とかで、眠たいので機嫌よろしくない声で返事していた私も、びっくりした。面倒だし始めは要らないと
断ったがしつこく言うしネックレスの借りもあるので、やれやれと自転車に乗って蒸し暑い午後に実家へ
行く。なんだか嬉しそうな母親が礼服の生地がどうのと見せてあんたぐらい太いと既成品は合わへんとか
好きなことを言われ、父親は完ぺきに呆れて何も口を出さないし。
それで前からひとつ欲しかった金のアクセサリーを礼服に真珠だけだと葬式みたいだし、あったら貸して
と思いついて言ってみる。

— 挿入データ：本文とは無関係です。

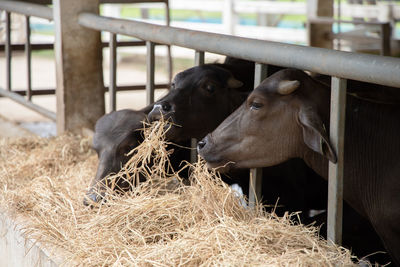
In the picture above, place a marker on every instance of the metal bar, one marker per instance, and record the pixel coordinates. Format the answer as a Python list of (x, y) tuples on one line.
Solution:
[(150, 63), (8, 51), (21, 100), (339, 7), (357, 66), (255, 182), (329, 20), (28, 55), (29, 9), (198, 60), (21, 47), (386, 32), (113, 72), (169, 55), (335, 187)]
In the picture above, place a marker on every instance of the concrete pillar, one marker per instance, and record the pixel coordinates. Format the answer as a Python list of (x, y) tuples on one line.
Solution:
[(80, 88), (319, 35)]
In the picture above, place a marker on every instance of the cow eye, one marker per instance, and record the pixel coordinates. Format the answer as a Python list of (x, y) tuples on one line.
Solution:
[(210, 88), (255, 105)]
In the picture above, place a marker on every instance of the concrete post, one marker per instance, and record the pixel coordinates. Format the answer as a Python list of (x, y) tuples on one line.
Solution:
[(319, 35), (80, 88)]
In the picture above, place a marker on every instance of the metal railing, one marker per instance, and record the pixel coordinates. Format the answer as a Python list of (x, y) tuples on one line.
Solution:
[(339, 65), (38, 9), (28, 10)]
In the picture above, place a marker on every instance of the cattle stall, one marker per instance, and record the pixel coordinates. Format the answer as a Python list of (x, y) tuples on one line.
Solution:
[(340, 65)]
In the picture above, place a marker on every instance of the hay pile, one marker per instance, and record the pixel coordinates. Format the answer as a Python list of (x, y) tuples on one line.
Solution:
[(161, 223)]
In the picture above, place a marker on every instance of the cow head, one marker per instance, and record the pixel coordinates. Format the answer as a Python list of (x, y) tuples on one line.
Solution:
[(282, 119), (116, 134), (200, 98)]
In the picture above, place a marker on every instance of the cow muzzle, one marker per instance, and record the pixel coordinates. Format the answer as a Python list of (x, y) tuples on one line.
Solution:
[(206, 149)]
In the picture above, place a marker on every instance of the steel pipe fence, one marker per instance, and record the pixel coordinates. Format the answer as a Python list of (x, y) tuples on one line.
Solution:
[(356, 66), (37, 8), (28, 10), (340, 65)]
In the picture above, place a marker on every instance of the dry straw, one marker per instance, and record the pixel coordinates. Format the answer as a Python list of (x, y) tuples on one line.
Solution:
[(162, 222)]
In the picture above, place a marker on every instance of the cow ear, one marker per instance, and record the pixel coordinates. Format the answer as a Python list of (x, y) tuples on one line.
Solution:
[(314, 133), (233, 83)]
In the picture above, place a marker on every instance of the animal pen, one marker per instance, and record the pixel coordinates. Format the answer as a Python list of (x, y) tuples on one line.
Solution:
[(80, 53)]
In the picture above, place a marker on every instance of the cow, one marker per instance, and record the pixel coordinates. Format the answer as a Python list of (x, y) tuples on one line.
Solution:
[(286, 117), (115, 135)]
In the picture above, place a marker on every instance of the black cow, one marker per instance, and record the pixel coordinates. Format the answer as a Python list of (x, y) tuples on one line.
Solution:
[(202, 97)]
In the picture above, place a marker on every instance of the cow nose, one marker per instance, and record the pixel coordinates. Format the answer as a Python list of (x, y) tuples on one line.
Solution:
[(201, 144)]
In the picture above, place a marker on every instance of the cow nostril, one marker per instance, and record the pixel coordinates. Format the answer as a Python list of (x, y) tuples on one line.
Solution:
[(201, 144), (166, 106)]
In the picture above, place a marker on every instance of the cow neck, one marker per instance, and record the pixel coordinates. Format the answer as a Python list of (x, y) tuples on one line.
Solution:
[(313, 159)]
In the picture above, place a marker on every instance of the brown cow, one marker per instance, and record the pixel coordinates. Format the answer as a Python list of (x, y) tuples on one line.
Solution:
[(287, 117)]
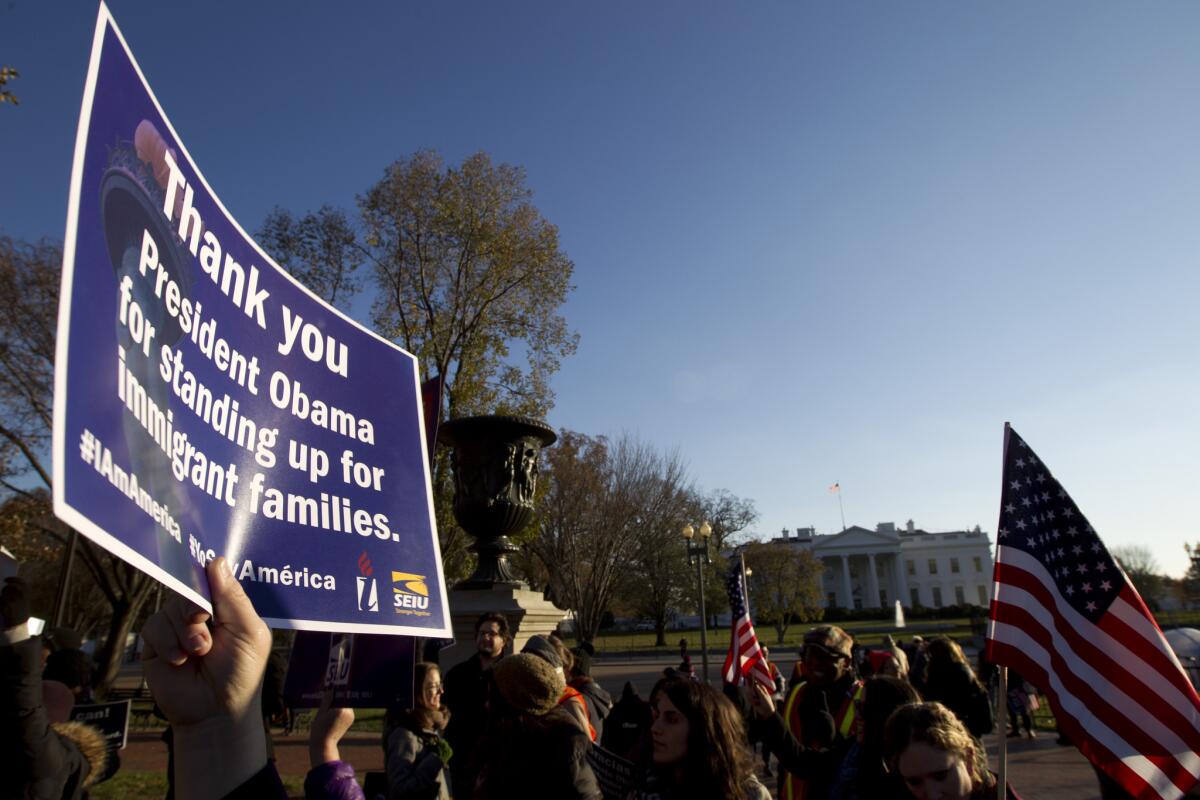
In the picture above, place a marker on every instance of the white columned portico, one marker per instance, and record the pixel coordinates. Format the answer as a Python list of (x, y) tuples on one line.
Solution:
[(873, 583), (846, 588)]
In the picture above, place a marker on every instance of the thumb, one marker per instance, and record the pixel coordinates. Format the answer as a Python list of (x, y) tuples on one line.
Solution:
[(231, 606)]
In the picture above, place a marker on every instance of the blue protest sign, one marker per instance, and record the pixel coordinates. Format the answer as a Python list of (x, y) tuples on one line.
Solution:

すると金の大中小のネックレスとプラチナの大中のがおもちゃみたいに団子状態
なままで持ってくる。勿論本物ばかりで、ほんまに豚に・・・と思いつつ金の中のをその場で首につけて
出た。礼服とネックレスだけでもかなり高いやろけど、全部母親が言い出したので金額を聞くなんて野暮は
しまへん。子どもの頃から、始末してケチなのに自分が「その気」になるとポンと現金で出して買う。
冠婚葬祭がらみは特にそうだ。これって関西の昔風のやり方なんかなとも思う。